We bought some Biomagic at a show and had mixed results especially in hot weather. I was going to get some more but the P & P is rather high though they do a double strength version now.

Steve


----------



## 96299 (Sep 15, 2005)

Another Biomagic user here.seems to work really well,although it is the only product i`ve ever used being relatively new to motorhoming.No one complains of pongs though and i used it first in a brand new tank.  

steve


----------



## vardy (Sep 1, 2006)

I'm still sticking the cap of comfort ironing water down it and it smells like a geisha's underpants in there!


----------



## annetony (May 1, 2005)

We use the elsan green, and dont get many pongs, unless of course I have lost my sense of smell :wink: 

Anne


----------



## sallytrafic (Jan 17, 2006)

I was forced to use blue last year after my biomagic bottle got spilled and have come to the following conclusion:

If its only urine blue is best. Many people use their cassettes like that and there is nothing biomagic can do to neutralise the sterile chemical pong.

However if there are solids as well then Biomagic is very good. It took one good clean and a heavy seeding of rabbit poo to get it going properly but its now working ok on Biomagic again.


----------



## CaGreg (Mar 28, 2007)

We used BioMagic last year for our two weeks hols in Ireland and we had carefully followed instructions about flushing the system well etc. We had a terrible problem with smells, and I was embarrassed with it when we had visitors (non MHers) who must have thought it awful to have to live with that level of smell all the time.
Nothing would convince G to go back to it. We use loo for both 'elements' so the bio issue wasn't there.

Ca


----------



## 106165 (Jul 29, 2007)

We have haven't used anything other than Biomagic. Can't really fault it. If you start to get smells, we just added a bit of soil or some more Biomagic.

I don't fancy being around the scary chemicals in the blue stuff. 

Stimpy


----------



## cliver (Jun 11, 2008)

*ebay toliet chemicals*

Hi, thought I would revise an old thread rather than start a new one! Hope thats OK moderators?
ebay currently have a few products being sold in bulk (20 ltrs) for around £35. These are available in both Blue and Green for the same price.

Having bought a 5 ltr bottle of superb Blue stuff from a friendly Spaniard last year - for 50 Euros, I am now getting low again.
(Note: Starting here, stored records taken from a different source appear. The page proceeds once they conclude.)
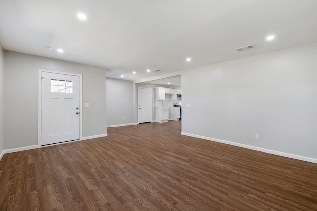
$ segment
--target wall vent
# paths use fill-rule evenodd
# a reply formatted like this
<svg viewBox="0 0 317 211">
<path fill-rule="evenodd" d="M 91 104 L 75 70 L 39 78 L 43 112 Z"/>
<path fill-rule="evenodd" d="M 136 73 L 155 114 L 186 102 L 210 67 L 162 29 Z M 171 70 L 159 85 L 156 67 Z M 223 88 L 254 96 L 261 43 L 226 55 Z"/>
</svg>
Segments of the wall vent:
<svg viewBox="0 0 317 211">
<path fill-rule="evenodd" d="M 245 46 L 242 47 L 239 47 L 239 48 L 235 49 L 237 51 L 241 52 L 241 51 L 245 51 L 246 50 L 251 50 L 251 49 L 255 48 L 255 46 L 254 44 L 252 44 L 251 45 Z"/>
</svg>

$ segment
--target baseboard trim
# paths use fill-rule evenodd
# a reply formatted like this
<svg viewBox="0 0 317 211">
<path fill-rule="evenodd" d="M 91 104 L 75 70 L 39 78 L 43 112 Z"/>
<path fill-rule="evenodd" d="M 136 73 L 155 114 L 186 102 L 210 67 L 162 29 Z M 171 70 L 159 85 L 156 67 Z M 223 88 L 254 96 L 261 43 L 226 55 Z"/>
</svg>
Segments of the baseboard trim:
<svg viewBox="0 0 317 211">
<path fill-rule="evenodd" d="M 0 154 L 0 161 L 1 161 L 1 159 L 2 159 L 2 157 L 3 157 L 3 155 L 4 155 L 4 150 L 2 150 Z"/>
<path fill-rule="evenodd" d="M 215 141 L 216 142 L 222 143 L 224 144 L 229 144 L 231 145 L 236 146 L 240 147 L 243 147 L 247 149 L 252 149 L 254 150 L 259 151 L 260 152 L 265 152 L 267 153 L 272 154 L 273 155 L 279 155 L 281 156 L 286 157 L 287 158 L 293 158 L 294 159 L 300 160 L 301 161 L 307 161 L 309 162 L 314 163 L 317 164 L 317 159 L 308 157 L 302 156 L 301 155 L 294 155 L 293 154 L 287 153 L 286 152 L 279 152 L 277 151 L 272 150 L 268 149 L 263 148 L 261 147 L 255 147 L 253 146 L 248 145 L 247 144 L 240 144 L 239 143 L 233 142 L 232 141 L 225 141 L 224 140 L 218 139 L 217 138 L 210 138 L 209 137 L 202 136 L 200 135 L 194 135 L 190 133 L 186 133 L 185 132 L 181 133 L 182 135 L 187 136 L 193 137 L 194 138 L 200 138 L 201 139 L 207 140 L 209 141 Z"/>
<path fill-rule="evenodd" d="M 127 123 L 125 124 L 120 124 L 120 125 L 113 125 L 112 126 L 108 126 L 107 127 L 120 127 L 120 126 L 131 126 L 132 125 L 138 125 L 139 123 Z"/>
<path fill-rule="evenodd" d="M 93 138 L 102 138 L 103 137 L 106 137 L 107 136 L 108 136 L 107 133 L 102 134 L 101 135 L 93 135 L 92 136 L 83 137 L 81 138 L 81 140 L 83 141 L 84 140 L 92 139 Z"/>
<path fill-rule="evenodd" d="M 13 149 L 5 149 L 4 150 L 3 150 L 3 151 L 1 154 L 1 158 L 2 158 L 2 156 L 3 156 L 3 155 L 4 155 L 4 154 L 11 153 L 11 152 L 19 152 L 20 151 L 24 151 L 24 150 L 28 150 L 30 149 L 36 149 L 38 147 L 39 147 L 38 145 L 32 145 L 32 146 L 29 146 L 27 147 L 18 147 L 18 148 L 15 148 Z"/>
</svg>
Has anyone tried these ebay suppliers? One is:
http://myworld.ebay.co.uk/caravan-essentails/
the other is:
http://myworld.ebay.co.uk/chemcleanse42/

Any comments?
Thanks,
Clive


----------



## CliveMott (Mar 10, 2008)

Fit a SOG

c.


----------



## derek500 (Oct 31, 2005)

I don't know if the UK outlets sell them, but go to Lidl or Aldi and buy a couple of their cleaning products for use in the Thetford. 

I've still got my first bottle of overpriced Thetford Blue after three years, as the alternative is so much cheaper and just as effective. 

The first product is own brand Vanish Oxi powder. It costs about 2.59€ a tub but is often on a 1.29€ 'special' The Lidl version is branded W5 Antimanchas Multiusos and comes in a 750g tub. 

The second is own brand Estrella, which is a bleach/detergent combo. 

Lidl's is called W5 Limpiador, con lejía y detergente (bleach and detergent). It comes in a 2l bottle and costs 59c. Aldi's is called Lel. 

Put two of the supplied scoops of the powder and two Thetford caps of the liquid in the cassette and that's it. 

For the sake of 3€ it's worth giving it a go and see what you think.


----------